W wirze wydarzeń dołącza z czasem do grupy Zephyr Falcons, aby zemścić się na tych,
którzy zdradzili go 13 lat temu.
Pewnie zauważyliście podobieństwo gry do znanej francuskiej powieści -
Hrabiego Monte Christo. The Rhapsody of Zephyr jest na niej oparta co
podkreślają sami producenci, więc
obeznani we francuskiej literaturze napotkają znane im wątki czy postacie,
które występuja także w.w. książce czy telewizyjnej ekranizacji.
Już
po paru minutach obcowania z grą wiemy, że Rapsodia to typowy i klasyczny
jrpg. Czeka nas dużo biegania, rozmawiania i pchania do przodu świetnego
scanariusza. Oczywiście jak to w tego typu grach bywa. Levelujemy postacie,
zbieramy gotówkę na niezbędny ekwipunek i akcesoria, odwiedzamy masę wsi i
miasteczek (tudzież barów... znaczy sklepów ^^) ale i również labirytnowych
lokacji, gdzie sporo się nawalczymy.
Sama walka odbywa się na
polu zbudowanym z hexów (co ciekawe walczymy zawsze na tej samej planszy, na
której się poruszamy) i cięzko znaleźć podobne systemem walki tytuły (misz
masz Final Fantasy i Heroes of Might & Magic).
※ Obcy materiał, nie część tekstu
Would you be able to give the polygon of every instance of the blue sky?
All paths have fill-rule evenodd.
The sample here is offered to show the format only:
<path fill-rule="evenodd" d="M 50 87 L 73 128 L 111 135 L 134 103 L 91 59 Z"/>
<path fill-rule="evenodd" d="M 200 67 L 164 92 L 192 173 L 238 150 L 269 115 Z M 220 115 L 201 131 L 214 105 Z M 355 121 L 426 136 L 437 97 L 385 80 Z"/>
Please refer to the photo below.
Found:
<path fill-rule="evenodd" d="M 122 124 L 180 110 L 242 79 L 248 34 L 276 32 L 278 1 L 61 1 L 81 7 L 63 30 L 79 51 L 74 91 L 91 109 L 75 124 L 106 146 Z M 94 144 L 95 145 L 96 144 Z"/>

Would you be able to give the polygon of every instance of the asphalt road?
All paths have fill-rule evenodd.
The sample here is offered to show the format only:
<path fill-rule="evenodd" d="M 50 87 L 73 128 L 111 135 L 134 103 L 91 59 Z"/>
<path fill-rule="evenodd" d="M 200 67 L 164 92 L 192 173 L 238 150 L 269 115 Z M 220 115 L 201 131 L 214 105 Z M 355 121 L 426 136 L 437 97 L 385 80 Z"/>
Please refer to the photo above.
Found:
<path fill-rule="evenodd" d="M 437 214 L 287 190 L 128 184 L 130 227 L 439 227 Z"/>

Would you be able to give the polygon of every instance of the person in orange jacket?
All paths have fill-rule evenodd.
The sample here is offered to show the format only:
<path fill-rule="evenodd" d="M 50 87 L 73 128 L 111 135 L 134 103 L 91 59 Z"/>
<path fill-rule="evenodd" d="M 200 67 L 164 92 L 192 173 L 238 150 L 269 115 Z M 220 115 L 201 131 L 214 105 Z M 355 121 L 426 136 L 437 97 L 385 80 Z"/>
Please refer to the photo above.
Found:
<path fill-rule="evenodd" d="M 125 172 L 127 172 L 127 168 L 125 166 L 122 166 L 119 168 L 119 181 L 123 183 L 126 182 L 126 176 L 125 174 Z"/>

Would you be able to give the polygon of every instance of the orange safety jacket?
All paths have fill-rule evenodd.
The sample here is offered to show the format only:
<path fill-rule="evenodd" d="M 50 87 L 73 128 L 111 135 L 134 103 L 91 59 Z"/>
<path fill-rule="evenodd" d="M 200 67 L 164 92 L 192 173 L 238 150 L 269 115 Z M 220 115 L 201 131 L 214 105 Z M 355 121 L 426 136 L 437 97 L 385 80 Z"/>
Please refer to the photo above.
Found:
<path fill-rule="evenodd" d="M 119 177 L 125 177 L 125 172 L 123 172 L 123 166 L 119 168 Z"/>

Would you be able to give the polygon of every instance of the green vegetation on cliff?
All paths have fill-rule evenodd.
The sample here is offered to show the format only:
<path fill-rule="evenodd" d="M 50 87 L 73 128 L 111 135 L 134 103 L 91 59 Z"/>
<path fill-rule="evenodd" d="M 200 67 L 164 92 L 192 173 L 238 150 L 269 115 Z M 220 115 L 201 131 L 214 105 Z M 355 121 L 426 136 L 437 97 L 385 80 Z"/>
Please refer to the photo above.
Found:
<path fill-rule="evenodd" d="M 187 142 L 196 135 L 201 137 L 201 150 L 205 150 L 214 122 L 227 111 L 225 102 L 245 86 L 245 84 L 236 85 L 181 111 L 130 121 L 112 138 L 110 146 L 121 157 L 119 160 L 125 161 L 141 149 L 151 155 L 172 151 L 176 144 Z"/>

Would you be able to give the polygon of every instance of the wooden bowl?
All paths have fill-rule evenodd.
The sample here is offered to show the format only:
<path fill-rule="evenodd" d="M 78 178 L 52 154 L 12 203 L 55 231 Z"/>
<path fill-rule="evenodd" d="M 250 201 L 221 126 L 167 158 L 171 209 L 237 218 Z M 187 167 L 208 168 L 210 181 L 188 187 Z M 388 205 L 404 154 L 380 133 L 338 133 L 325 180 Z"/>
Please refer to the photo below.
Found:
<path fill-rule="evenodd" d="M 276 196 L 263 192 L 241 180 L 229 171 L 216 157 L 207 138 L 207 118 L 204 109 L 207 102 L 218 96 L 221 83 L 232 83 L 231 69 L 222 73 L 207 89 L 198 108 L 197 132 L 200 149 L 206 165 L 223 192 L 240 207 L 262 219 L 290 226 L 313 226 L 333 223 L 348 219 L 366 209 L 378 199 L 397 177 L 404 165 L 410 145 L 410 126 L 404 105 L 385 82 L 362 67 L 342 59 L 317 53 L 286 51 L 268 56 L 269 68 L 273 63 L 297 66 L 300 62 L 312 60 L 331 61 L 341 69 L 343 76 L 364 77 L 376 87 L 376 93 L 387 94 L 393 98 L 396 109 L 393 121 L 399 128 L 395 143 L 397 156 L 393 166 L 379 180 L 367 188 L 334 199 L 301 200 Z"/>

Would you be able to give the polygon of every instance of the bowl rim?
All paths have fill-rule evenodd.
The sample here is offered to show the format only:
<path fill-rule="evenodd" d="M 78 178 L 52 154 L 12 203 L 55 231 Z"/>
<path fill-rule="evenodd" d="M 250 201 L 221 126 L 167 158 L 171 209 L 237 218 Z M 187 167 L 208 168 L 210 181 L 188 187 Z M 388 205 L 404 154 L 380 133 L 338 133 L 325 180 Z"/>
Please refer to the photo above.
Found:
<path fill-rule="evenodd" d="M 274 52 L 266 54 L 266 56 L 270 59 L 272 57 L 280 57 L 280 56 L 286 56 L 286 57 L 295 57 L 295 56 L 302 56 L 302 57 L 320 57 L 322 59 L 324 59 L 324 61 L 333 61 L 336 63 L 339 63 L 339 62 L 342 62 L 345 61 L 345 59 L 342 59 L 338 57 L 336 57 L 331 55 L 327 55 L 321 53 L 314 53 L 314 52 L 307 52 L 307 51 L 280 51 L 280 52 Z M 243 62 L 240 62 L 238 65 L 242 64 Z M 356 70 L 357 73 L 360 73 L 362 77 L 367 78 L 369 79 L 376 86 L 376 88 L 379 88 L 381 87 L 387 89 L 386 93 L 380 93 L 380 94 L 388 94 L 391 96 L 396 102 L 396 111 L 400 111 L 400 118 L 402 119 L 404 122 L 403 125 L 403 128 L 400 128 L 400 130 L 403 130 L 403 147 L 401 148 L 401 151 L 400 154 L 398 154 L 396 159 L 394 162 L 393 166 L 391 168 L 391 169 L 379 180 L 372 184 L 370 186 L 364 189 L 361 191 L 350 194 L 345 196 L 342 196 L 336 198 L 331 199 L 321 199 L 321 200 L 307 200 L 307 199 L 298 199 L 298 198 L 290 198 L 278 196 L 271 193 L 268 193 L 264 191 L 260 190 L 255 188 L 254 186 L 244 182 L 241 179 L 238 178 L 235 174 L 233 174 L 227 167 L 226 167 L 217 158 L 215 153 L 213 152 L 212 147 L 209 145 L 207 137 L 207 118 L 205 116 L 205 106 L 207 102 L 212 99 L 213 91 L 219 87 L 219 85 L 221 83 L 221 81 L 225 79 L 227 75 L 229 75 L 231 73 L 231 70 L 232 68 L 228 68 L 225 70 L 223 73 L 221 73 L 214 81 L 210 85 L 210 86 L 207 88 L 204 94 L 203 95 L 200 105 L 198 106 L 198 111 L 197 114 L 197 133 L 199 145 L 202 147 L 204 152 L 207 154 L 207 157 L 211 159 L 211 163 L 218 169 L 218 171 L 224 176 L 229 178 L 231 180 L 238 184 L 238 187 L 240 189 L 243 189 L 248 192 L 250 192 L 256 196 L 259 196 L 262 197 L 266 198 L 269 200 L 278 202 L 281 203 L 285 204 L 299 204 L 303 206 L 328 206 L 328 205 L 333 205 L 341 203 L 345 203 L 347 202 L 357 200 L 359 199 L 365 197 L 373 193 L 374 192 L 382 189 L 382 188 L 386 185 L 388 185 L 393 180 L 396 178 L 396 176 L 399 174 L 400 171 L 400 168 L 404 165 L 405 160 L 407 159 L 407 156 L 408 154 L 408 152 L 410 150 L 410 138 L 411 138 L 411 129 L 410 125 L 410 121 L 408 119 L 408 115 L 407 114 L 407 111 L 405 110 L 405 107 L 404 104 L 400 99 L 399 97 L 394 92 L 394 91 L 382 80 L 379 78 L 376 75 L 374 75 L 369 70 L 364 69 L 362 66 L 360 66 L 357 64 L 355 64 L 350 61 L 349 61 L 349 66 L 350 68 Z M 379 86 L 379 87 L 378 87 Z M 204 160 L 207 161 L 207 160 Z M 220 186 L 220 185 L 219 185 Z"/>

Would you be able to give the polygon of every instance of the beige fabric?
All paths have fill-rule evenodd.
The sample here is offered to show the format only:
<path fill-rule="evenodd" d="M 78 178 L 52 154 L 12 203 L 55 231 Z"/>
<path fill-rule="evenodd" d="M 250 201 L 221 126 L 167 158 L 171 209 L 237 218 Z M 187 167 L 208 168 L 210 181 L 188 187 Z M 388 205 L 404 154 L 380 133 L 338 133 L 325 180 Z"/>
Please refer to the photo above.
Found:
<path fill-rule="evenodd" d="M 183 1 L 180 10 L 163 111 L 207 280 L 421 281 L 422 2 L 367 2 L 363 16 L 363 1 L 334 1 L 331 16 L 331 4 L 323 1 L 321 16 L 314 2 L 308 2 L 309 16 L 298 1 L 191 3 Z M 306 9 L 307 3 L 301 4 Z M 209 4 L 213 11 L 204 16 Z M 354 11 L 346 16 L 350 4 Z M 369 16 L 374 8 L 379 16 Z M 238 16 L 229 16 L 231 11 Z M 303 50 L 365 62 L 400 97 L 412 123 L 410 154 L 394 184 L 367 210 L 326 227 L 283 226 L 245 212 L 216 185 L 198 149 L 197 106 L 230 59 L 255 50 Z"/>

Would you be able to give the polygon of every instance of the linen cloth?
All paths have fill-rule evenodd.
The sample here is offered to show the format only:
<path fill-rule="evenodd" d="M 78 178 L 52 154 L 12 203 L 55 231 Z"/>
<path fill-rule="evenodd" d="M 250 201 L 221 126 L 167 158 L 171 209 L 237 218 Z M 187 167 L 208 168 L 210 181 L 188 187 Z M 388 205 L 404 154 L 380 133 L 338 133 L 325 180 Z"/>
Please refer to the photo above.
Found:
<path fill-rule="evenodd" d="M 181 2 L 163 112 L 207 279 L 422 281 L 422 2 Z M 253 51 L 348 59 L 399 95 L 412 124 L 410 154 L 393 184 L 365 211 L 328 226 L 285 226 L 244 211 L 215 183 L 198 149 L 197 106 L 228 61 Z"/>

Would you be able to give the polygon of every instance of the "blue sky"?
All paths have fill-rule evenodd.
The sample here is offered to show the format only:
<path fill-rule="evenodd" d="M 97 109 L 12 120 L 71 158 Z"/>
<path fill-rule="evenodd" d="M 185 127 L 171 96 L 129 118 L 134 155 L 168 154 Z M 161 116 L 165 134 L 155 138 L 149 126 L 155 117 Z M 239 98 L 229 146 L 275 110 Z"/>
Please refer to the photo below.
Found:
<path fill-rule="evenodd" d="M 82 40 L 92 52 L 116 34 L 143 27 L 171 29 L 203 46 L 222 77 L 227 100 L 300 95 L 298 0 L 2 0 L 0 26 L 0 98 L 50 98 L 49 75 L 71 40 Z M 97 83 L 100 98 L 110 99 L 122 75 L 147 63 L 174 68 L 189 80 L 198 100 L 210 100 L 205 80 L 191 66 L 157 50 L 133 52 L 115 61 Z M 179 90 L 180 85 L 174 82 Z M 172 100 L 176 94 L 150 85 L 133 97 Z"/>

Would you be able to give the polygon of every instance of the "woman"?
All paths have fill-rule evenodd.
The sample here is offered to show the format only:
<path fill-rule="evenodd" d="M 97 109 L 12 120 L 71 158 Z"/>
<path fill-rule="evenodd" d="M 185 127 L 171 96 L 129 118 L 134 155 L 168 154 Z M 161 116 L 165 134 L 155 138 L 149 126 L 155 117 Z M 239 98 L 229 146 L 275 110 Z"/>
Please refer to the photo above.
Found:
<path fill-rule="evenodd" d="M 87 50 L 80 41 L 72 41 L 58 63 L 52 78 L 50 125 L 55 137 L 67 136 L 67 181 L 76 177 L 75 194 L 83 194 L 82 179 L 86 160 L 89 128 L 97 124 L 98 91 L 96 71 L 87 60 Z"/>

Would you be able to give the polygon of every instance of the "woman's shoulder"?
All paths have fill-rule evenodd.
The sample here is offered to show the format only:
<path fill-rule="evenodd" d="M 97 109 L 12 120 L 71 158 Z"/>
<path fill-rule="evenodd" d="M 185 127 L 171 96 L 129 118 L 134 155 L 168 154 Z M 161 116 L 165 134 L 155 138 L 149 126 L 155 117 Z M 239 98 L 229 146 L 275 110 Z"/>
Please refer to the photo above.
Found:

Battle System w grze stworzono w taki sposób, że głównym przedmiotem
jest tu broń postaci - od palnej poprzez miecze aż do długodystansowych włóczni. To właśnie
ten element wyróżnia "RoZ" z reszty podobnych gatunkowo tytułów. Każdy oręż ma swoje punkty HP, celność, obronę. Ma to dobre i złe strony. W wypadku
silnych ataków wroga, nasza słabsza broń może w końcu pęknąć i bezpowrotnie
stać się bezużyteczna. Trzeba je
odpowiednio dobierać do sytuacji, mają na uwadze zabranie kilku sztuk o
różnorakich parametrach. Balans jest tu bardzo ważny - szczególnie przy
wysokiej defensywie wroga. Oprócz tego znajdziecie tu także potężny wybór
akcesorii o ciekawych właściwościach (a to zwiększające odporność na
negatywne statusy, podnoszące parametry, dodające specjalne czary itd).
Oczywiście nie mogło zabraknąć ataków magicznych i potężnych speciali o
ogromnym zasięgu.
Napotkacie potężną gamę potworów (i wymagających bossów) do pokonania,
aren treningowych etc. gdzie można wysępić jakiś dodatkowy przedmiot.
Jeśli jesteście spragnieni więcej informacji - jedziemy dalej. W grze napotkacie na sporo sekretów, poukrywanych
skarbów itp., a nawet mini questy. Sama gra jest również do pewnego stopnia nieliniowa.
Natrafimy na
wiele różnorakich sytuacji i postaci w zależności od naszych poczynań.
Niestety nie sporej ilości lokacji nie da się powrócić.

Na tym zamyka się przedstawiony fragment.